Update Thursday, 9:57 a.m.:
DSO management wrote to us saying the information provided below regarding the DSO contract proposal was dated. We've updated the copy to clarify that this was one of management's original proposals.
Update 6:45 p.m.:
At today's press conference, the Detroit Symphony Orchestra musicians urged management to return to the bargaining table. They say the strike is hurting area businesses, especially restaurants.
David Zainea co-owns the Majestic Cafe in Midtown, and he says business has taken a big hit since the musicians went on strike Oct. 4:
"We’re down almost 25% in the course of three months."
The musicians said they wanted to use the suggested proposal U.S. Senator Carl Levin and then-governor Jennifer Granholm had issued as a roadmap.
That proposal called for a $36 million, 3-year contract that would require sacrifice from both sides.

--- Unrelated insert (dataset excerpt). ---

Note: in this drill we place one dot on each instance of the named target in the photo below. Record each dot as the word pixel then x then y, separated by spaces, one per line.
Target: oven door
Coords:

DSO management issued a statement this afternoon saying they would submit a proposal to the federal mediator "detailing how it would spend $36 million over three years once it secures additional, sustainable funding that would both close the gap between its position and the union's and support the enhanced communal and educational activities that are now even more important for the orchestra to revive and thrive."
DSO board chair Stanley Frankel had originally said he took the Granholm-Levin recommendation seriously, but:
"A $36 million compensation package is beyond what every consultant and our Board have said is feasible."
The striking Detroit Symphony Orchestra musicians plan to announce a "major development" in their ongoing labor dispute with management this afternoon.
The Associated Press reports:
A statement released Wednesday by Local 5 of the American Federation of Musicians says business owners and family members of striking musicians also will attend a 2 p.m. EST news conference at the Majestic Cafe in midtown Detroit.
Michigan Radio's Jennifer Guerra has been following the DSO Strike that began last October. She will attend the news conference and provide an update.
DSO management had originally proposed the following cuts, known as 'Proposal B,' as a result of shrinking revenues for the Orchestra:
- cut current players salaries by a third
- cut new players' salaries by 42%
- eliminate tenure
- reduce the size of the orchestra
- require the players to teach and perform outside of the regularly scheduled concert season
The striking musicians countered management's proposal saying they would agree to a 22% pay cut that would gradually be restored, and they would agree to a reduction in the orchestra's size.